As someone who’s always been tuned into issues of fairness and justice, Jesus’s parable of the workers in the vineyard has always fascinated and frustrated me.
A landowner hires workers throughout the day to work in his vineyard. The result is that the workers hired at the end of the day end up making the same amount of money as those who worked the whole day. When they complain about this, the landowner gently rebukes them: “Didn’t you agree to work for this amount of pay? Or are you resentful because I’m generous?”

Jesus’s point is to again say to his disciples, “Those who are last will be first. And those who are first will be last.” What Jesus is getting at here is that the kingdom of God radically disrupts the relentless status games we seem unable to stop playing.
Disrupting our status games
Seeking status over others seems to be hard-wired into humanity. If a sibling’s present under the Christmas tree is bigger than ours, we feel jealous. We can’t rejoice with them because we can only think of what it means for our status.
If everyone gets the same pay at the end of the day, how will we know who actually worked the hardest and longest? If everyone goes to college and it’s free, it ceases to be useful as a status symbol, and people will look for other ways to establish status over others. We are constantly, it seems, on the hunt for ways to send signals to others that we are better than them in some way.
This is why the radical equality of the kingdom is so threatening and radical to us. In reality, it just means that we all stand on the same ground: broken sinners who have received forgiveness and healing out the abundance of God’s love and provision. But what it feels like is that “many who are first will be last, and many who are last will be first.”
As has been said, when you’re accustomed to privilege and status, equality feels like oppression and persecution. And I suppose the opposite would be true as well: when you’re accustomed to actual oppression, equality feels like a promotion, or at least a breath of fresh air.
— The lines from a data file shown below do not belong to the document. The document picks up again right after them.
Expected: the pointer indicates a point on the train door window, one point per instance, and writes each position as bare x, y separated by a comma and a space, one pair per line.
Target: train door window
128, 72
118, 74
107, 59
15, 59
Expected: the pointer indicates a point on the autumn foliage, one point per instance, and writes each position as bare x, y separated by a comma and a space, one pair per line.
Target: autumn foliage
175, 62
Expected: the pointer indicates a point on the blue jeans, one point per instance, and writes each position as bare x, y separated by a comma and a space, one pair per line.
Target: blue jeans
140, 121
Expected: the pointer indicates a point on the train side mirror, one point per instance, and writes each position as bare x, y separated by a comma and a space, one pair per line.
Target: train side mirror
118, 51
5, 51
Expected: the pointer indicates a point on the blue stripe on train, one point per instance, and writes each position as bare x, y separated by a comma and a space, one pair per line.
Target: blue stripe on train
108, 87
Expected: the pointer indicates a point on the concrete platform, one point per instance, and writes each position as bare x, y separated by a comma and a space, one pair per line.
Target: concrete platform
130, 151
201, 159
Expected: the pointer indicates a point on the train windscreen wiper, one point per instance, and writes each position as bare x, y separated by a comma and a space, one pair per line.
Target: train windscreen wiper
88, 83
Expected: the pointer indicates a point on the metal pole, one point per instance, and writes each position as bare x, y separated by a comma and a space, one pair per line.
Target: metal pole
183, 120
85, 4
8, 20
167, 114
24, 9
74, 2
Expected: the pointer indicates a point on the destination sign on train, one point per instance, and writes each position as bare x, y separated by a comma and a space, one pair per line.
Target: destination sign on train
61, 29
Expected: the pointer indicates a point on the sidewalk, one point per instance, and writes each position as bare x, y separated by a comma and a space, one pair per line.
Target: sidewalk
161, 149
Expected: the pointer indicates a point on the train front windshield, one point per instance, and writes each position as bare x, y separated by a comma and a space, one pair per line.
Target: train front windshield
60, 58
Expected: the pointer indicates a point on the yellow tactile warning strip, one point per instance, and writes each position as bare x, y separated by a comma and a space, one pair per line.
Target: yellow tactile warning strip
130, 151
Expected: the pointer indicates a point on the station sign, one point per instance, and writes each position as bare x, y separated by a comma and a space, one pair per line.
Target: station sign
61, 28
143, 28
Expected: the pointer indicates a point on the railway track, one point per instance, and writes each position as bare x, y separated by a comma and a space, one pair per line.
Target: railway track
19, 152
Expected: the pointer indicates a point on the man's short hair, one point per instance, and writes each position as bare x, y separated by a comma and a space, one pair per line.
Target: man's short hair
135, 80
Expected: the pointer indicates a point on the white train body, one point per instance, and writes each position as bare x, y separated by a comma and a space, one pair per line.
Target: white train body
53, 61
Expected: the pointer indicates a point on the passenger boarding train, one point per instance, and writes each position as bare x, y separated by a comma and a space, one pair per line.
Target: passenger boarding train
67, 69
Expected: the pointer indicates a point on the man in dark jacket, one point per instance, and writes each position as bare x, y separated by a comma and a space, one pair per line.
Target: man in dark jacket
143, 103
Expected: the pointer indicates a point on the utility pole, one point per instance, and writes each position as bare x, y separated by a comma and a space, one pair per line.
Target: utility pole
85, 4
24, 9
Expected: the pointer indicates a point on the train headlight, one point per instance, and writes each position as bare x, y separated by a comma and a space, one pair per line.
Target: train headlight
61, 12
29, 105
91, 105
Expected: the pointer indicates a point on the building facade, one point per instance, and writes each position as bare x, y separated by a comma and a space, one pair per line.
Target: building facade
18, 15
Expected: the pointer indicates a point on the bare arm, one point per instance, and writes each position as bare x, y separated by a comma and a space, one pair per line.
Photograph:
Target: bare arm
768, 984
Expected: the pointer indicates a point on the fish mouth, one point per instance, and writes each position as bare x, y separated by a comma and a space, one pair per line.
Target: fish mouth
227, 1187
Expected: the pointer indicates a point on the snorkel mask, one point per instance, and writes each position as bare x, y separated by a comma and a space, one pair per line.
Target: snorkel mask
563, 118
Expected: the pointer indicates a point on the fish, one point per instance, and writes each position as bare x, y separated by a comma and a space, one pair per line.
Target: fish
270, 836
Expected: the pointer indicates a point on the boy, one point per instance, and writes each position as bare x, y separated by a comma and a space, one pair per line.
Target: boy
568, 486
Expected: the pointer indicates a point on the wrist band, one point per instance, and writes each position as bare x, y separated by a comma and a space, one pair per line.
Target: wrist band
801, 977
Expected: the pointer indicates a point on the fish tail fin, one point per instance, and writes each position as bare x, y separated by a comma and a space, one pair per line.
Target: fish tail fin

As the Virgin Mary proclaimed:
He has pulled the powerful down from their thrones
and lifted up the lowly.He has filled the hungry with good things
Luke 1:52-53
and sent the rich away empty-handed.
Racism as a status game
This seems to be the dynamic of racism in America. We have had such a strong caste system in place for so long that the status roles are embedded into our culture on a powerful, subconscious level. Racial trauma has been passed down from generation to generation, in both black and white bodies, and thus the status roles of the American caste system are literally baked into our DNA.
This is why white people who don’t think of themselves as racist can react so automatically negatively to basic statements and actions of black equality, like hearing someone say “Black lives matter,” or watching a black football player kneel during the national anthem. On a visceral level, white people are feeling their status being threatened, and their bodies are telling them that their very survival is at stake.
Lose your life to find it
This is why it’s so vital for us (especially as white people) to heed Jesus’s instruction to “lose your life” so you can find (true) life. In other words, when you feel your status being threatened, just notice what’s happening in your body. Don’t trust it, react to it, or try to stop feeling it. Just allow it to be, and then allow it to pass.
You’ll find a new kind of life on the other side: a life in God’s kingdom, where we all occupy the same standing: wounded and broken people who have received forgiveness and healing out the abundance of God’s love and generosity.
Then we’ll able to rejoice with those who rejoice, and weep with those who weep, because we’ll know that nothing at all of value is being threatened when all that’s at stake is status. We’ll be able to drop our relentless status games and rest in love of God together.